Des données privées visant la communauté LGBT (lesbiennes, gays, bisexuels et transgenres), ont fuité et font polémique dans le royaume. La police, qui s’est auto-saisie du dossier, a ouvert une enquête préliminaire pour « incitation à la haine et à la discrimination ».

Dans une déclaration à l’AFP, le porte-parole de la DGSN a indiqué que « la publication par un individu d’un contenu numérique » portant « atteinte aux systèmes de traitement automatisé des données », a suscité l’ouverture de cette enquête. Il précisera que la police est disposée à « enregistrer et traiter toutes les plaintes déposées par les plaignants, conformément à la législation en vigueur ».

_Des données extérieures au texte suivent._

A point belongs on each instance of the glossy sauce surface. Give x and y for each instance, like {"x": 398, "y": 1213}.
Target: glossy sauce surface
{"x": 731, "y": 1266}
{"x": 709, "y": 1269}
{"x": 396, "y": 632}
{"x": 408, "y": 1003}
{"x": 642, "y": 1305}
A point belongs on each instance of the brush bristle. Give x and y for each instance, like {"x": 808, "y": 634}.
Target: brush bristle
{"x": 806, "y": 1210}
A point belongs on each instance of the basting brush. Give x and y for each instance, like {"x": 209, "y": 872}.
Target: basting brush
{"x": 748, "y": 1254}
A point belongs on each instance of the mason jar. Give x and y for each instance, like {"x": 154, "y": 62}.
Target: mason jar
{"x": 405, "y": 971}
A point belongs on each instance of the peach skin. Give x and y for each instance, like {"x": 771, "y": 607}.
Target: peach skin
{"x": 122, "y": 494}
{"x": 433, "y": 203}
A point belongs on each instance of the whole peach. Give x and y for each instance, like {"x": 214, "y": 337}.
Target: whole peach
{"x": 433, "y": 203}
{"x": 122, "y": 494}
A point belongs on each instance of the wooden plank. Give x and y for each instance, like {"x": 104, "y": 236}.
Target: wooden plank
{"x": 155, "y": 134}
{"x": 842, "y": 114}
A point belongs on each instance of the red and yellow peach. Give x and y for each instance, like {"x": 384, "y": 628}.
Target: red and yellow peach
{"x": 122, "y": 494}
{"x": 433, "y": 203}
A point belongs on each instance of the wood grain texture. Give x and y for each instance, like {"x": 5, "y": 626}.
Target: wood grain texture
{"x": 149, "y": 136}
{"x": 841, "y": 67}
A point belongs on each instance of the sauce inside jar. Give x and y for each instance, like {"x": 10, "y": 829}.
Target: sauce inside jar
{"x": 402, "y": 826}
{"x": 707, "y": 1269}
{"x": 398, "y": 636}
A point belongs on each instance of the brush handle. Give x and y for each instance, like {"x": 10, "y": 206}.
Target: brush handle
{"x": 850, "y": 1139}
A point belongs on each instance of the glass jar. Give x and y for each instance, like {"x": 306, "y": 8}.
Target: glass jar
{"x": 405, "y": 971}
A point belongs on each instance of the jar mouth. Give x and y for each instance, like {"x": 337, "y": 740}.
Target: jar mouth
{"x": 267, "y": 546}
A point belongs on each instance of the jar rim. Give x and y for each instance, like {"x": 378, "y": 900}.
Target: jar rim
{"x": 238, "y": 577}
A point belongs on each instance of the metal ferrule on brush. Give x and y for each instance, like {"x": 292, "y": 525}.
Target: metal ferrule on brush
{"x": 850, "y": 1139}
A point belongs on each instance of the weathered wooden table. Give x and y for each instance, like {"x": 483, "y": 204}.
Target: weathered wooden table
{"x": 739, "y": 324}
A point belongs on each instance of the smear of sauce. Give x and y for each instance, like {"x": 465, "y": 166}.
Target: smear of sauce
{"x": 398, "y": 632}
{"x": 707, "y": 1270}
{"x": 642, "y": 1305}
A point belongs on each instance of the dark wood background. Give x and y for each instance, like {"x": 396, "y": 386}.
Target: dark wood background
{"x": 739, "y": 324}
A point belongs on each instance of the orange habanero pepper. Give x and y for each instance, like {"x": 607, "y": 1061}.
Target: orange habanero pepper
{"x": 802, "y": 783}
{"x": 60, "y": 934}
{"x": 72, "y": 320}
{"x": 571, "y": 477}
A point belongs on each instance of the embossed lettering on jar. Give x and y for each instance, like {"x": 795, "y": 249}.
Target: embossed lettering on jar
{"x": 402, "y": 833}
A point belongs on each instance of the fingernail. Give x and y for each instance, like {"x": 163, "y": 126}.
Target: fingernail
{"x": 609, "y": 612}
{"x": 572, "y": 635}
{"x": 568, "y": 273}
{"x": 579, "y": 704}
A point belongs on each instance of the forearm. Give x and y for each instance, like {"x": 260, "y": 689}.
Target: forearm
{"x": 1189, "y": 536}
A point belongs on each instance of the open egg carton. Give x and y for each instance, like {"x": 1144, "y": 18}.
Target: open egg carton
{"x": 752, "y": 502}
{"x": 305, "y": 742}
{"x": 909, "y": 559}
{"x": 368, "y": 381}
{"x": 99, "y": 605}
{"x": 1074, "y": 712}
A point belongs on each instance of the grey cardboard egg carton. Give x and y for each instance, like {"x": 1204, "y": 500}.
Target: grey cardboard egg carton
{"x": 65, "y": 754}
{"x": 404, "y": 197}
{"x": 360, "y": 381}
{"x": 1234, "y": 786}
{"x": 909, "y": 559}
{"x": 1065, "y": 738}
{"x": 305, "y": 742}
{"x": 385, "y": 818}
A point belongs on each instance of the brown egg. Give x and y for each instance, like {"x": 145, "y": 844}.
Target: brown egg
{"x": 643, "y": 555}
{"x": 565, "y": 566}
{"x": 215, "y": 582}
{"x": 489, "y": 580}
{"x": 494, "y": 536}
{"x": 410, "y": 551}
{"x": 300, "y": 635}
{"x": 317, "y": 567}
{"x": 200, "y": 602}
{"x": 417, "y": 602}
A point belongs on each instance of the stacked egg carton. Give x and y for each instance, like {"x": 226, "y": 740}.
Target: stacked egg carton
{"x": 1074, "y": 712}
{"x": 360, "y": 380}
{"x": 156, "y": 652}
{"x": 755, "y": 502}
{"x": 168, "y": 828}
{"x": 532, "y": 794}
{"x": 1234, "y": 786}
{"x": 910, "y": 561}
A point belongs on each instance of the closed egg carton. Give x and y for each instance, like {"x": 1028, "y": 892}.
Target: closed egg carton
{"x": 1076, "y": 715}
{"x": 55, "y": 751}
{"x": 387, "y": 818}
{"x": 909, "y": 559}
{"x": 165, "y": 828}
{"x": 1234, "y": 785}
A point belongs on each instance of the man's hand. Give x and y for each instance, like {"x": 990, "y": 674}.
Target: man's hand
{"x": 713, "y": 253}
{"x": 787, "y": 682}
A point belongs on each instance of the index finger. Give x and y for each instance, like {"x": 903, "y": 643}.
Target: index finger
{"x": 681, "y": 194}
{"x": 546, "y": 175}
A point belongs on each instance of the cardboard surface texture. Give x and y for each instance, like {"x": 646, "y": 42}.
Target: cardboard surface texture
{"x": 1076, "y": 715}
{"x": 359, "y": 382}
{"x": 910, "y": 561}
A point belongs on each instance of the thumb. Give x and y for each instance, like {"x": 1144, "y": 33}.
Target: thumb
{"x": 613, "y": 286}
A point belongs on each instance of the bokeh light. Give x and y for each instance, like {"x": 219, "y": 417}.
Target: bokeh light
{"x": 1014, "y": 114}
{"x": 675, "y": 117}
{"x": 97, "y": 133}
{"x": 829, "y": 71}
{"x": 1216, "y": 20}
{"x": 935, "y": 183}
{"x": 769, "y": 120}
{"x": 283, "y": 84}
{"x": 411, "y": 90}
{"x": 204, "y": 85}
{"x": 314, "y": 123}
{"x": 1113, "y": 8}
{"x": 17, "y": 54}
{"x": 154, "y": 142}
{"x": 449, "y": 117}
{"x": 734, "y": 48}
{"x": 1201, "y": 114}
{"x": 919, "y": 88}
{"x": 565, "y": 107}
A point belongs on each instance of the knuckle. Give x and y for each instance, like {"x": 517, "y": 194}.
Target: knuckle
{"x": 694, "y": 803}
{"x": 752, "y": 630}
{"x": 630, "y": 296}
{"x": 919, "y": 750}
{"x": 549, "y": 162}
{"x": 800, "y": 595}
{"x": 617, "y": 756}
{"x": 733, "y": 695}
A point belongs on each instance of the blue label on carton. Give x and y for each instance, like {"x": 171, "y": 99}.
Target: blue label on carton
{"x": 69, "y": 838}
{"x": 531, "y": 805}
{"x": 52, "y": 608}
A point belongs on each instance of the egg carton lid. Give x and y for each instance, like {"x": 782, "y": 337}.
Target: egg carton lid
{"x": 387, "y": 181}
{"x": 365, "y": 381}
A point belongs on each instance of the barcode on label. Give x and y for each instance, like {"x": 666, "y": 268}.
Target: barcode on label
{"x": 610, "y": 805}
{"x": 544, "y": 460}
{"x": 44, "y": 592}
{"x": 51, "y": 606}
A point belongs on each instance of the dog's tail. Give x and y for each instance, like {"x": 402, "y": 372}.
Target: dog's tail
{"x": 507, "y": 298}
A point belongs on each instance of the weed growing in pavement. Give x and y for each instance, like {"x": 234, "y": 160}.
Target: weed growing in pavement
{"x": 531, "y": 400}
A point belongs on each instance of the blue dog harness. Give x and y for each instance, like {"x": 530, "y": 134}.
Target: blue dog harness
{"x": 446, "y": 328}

Dimanche dernier, un collectif réunissant une vingtaine d’associations de défense des droits humains, a manifesté contre une « campagne de diffamation » et « d’intimidation » aux conséquences désastreuses aggravées par ce contexte de confinement.

Sofia Taloni, une transsexuelle marocaine résidant en Turquie, est derrière cette « chasse aux sorcières ». Elle administre un compte Instagram qui a publié une série de vidéos révélant l’identité sexuelle de dizaines de personnes sans leur consentement. De même, elle a diffusé des photographies et des adresses ou des numéros de téléphone de ces personnes, récupérés sur différentes applications de rencontres comme Grindr ou PlanetRomeo.

Au Maroc, la loi incrimine l’homosexualité à travers l’article 489 du code pénal qui prévoit une peine de prison allant de six mois à trois ans de prison. En 2018, 170 personnes ont été poursuivies pour homosexualité, indiquent des chiffres officiels.